Loudly, in some cases.

In any case, I’ve drained my coffee cup, and yesterday’s work in The Bloody Throne was late but satisfying. I’m at the point where planned scenes can be thrown merrily out the window because the final shape of the book is now visible, and all that’s necessary is to fill in the blocks left over. The book isn’t quite ready to break free and gallop for the finish, but it’s only a matter of time.

I’m ready. I wish I was back at my pre-lockdown productivity rate, but I’m having difficulty switching between projects for the first time in my life. Something in my innards has broken, and I’m not quite sure how to keep us all fed (not to mention the lights on) if I can’t work at least at 75% of my norm. At least I can sit cross-legged while writing now, and that is making my back ever so much happier.

So today I walk the dogs, climb begrudgingly on the treadmill, and find some humor amid the pile of wreckage. The last bit will save me, I suspect; if I can laugh, I’m some version of all right. My sense of humor tends to be pretty mordant and bleak anyway; today, however, there’s going to have to be some slapstick amid the smoke.

We’re on the downhill slide, almost done with the week; soon we’ll stagger past Friday and be able to celebrate another small victory.

I can’t wait.

Alien, Victorious Us

I was at the supermarket the other day, saw this fellow, and burst out laughing because I’m writing an alien romance (in all my copious spare time, naturally). I would have picked him up if he’d been on clearance, but I’m going to have to wait.

If it’s meant to be, it’ll happen.

It’s Friday! We survived another week. I’m very nervous–the skies here are apocalyptic, and stepping outside means trying to breathe through a LOT of smoke. We need rain, badly. I’m going to have to run on the treadmill, which isn’t really a hardship, but still… the anxiety is living in my chest, making itself comfortable in a trembling tight-curled ball.

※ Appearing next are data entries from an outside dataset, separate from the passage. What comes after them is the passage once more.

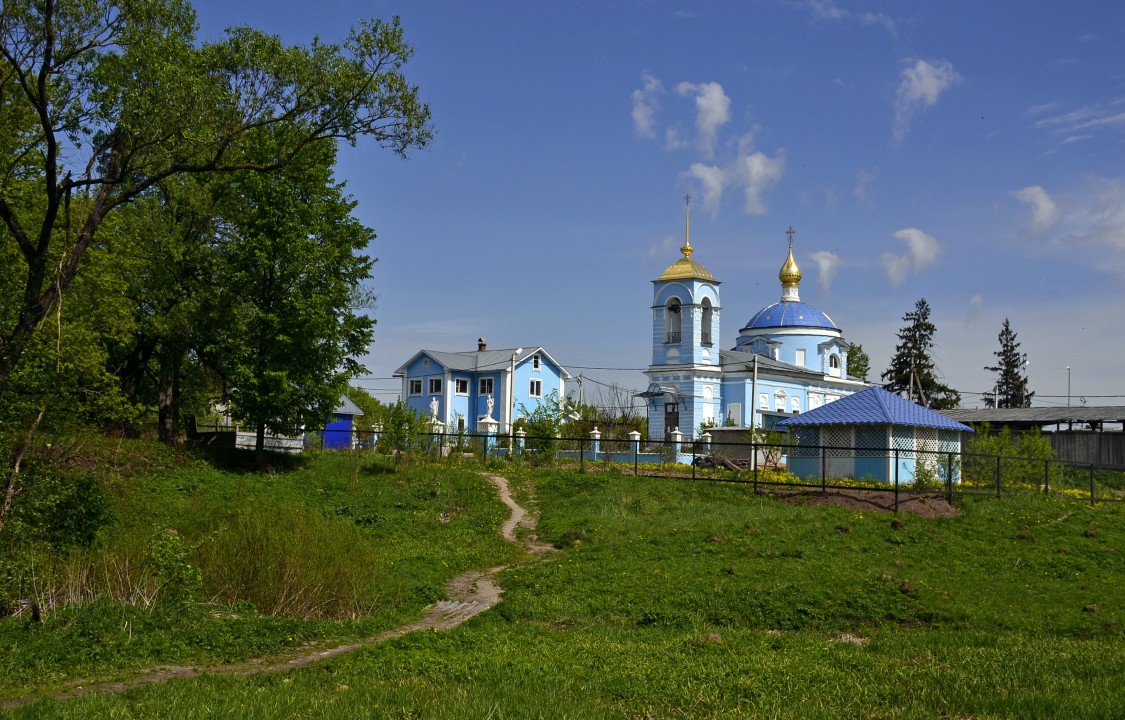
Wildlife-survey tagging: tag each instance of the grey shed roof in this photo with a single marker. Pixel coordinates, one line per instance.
(1036, 416)
(874, 406)
(347, 407)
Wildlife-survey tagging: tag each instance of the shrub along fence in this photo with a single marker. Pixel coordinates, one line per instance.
(761, 464)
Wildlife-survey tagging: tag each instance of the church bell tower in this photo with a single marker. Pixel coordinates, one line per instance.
(684, 378)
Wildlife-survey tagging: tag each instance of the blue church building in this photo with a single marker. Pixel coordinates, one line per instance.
(460, 389)
(786, 359)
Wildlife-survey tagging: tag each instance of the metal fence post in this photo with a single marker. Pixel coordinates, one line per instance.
(754, 462)
(948, 478)
(896, 479)
(998, 476)
(824, 469)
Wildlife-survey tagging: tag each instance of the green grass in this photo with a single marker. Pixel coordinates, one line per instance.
(331, 528)
(673, 599)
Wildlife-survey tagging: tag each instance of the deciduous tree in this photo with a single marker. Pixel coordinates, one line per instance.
(858, 362)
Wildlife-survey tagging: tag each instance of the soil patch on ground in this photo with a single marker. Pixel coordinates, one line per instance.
(923, 504)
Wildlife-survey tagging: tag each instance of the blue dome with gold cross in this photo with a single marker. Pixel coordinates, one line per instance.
(790, 314)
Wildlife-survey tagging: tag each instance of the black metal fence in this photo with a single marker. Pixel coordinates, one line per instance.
(908, 470)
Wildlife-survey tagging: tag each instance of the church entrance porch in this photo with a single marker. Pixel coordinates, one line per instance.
(671, 419)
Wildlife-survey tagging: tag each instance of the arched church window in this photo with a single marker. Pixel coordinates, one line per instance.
(708, 316)
(673, 321)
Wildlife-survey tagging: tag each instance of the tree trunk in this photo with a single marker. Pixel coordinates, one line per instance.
(12, 488)
(167, 402)
(169, 396)
(260, 447)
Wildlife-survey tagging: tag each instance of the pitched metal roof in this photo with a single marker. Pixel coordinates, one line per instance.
(480, 360)
(874, 406)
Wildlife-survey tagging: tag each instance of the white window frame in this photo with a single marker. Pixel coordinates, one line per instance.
(735, 413)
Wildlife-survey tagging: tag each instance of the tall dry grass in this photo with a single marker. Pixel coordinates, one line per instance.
(288, 560)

At least it’s D&D night, which means I can let my id out to play. I think we’re planning an owlbear rescue operation. Our group is about two things: animal rights and seducing, with a healthy dose of killing the rude and/or the evil.

If you’re thinking “that sounds hella therapeutic” you are 100% correct.

Have a good weekend, my beloveds. Be gentle with yourselves. This is all awful, and like I keep saying, survival is a victory.